Tuesday, March 29, 2011


I made this yesterday to go with dinner, then had it for lunch today. Whenever I am out to lunch and order a sandwich, I always choose coleslaw as my side dish. Over the years I have had some great ones, good ones and "get off my plate" ones.

It really is all a matter of taste. Some of us like our slaw with more mayonnaise, some with a more vinegary bite. I like to somehow find the right balance between the two. This recipe knocked it out of the park for both me and my husband. I shredded my own cabbage and carrots which proved tedious, so if you just want to get the slaw in a bag, I used about 5-6 cups for this recipe. Always season to your taste.

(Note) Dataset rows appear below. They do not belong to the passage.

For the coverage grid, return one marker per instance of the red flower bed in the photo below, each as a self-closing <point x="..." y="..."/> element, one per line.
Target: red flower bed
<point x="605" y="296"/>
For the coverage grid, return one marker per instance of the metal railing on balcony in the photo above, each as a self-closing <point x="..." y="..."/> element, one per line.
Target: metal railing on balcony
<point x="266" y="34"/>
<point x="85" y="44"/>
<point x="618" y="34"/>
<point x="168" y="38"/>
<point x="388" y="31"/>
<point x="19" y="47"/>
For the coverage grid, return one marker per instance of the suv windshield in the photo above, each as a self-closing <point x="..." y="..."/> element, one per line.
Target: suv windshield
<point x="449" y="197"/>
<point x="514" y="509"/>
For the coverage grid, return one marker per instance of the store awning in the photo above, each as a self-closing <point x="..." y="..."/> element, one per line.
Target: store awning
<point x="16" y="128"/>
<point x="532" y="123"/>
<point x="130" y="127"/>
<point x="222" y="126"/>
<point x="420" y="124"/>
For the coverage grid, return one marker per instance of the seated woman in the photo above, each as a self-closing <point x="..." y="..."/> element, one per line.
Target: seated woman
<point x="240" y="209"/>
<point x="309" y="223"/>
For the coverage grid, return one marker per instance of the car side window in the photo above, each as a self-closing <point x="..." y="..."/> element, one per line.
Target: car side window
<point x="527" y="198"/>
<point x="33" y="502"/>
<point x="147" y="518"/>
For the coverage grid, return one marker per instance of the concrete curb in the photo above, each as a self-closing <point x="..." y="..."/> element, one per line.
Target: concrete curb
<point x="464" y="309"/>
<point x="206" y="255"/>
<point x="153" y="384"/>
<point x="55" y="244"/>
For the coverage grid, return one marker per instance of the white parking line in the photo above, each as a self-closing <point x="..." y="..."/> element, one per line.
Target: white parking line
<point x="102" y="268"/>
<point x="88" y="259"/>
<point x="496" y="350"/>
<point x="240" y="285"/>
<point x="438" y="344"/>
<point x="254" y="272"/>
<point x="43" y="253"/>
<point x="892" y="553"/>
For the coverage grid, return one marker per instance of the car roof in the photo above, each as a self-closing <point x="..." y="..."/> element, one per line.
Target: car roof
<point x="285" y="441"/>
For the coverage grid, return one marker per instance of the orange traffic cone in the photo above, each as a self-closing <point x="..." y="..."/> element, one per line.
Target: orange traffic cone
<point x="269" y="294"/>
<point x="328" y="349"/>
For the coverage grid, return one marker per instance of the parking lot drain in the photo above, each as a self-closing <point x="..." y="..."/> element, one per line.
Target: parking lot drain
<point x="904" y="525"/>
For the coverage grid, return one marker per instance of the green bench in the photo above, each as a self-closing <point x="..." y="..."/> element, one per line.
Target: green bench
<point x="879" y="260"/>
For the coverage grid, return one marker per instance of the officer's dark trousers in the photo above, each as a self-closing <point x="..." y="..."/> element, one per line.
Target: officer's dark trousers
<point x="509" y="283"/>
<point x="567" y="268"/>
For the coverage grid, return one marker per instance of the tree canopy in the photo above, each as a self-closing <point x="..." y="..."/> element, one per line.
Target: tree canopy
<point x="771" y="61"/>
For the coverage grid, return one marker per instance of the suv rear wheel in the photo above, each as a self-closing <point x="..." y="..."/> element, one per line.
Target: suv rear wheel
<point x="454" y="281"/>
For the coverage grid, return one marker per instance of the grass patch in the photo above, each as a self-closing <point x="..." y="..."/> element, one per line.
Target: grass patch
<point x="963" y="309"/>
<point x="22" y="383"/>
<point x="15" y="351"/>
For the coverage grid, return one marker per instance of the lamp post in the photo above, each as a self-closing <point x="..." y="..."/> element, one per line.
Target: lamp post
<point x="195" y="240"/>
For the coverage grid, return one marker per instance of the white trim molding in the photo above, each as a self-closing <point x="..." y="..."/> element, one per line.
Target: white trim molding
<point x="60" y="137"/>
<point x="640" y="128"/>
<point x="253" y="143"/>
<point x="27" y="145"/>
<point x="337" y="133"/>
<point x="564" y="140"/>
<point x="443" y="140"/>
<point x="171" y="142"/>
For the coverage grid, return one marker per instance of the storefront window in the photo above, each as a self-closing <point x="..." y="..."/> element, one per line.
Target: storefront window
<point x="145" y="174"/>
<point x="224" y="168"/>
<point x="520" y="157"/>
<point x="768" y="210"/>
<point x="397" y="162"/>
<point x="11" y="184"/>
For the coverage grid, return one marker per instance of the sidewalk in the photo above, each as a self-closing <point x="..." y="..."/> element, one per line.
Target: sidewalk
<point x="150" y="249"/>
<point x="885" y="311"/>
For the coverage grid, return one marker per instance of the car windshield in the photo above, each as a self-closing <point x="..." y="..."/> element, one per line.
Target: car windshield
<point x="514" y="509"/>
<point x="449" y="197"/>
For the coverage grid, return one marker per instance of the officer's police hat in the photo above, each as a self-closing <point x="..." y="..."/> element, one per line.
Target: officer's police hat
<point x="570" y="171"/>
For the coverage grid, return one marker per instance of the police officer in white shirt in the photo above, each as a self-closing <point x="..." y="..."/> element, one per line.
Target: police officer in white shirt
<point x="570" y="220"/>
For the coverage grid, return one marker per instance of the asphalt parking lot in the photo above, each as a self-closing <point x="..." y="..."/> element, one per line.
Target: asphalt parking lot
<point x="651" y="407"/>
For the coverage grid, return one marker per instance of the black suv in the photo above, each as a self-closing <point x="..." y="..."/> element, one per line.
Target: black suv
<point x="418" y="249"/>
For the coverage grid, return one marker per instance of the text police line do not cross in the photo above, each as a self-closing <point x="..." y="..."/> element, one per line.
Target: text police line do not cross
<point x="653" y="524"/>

1 head green cabbage, shredded

1 head red cabbage, shredded

3 carrots, shredded

1 tsp minced shallot

1 cup mayonnaise

3 tbl white vinegar

2 tbl canola oil

2-1/2 tbl sugar

1/2 tsp celery salt

2 tsp salt

2 tsp pepper

Mix cabbage, carrots and shallot in a big bowl. In another bowl whisk remaining ingredients. Taste the dressing. You may want more salt, pepper, mayo or vinegar to your taste. When you have the right flavor for you, pour the dressing over the vegetables. Mix thoroughly and serve immediately. Store leftovers in an airtight container in your refrigerator.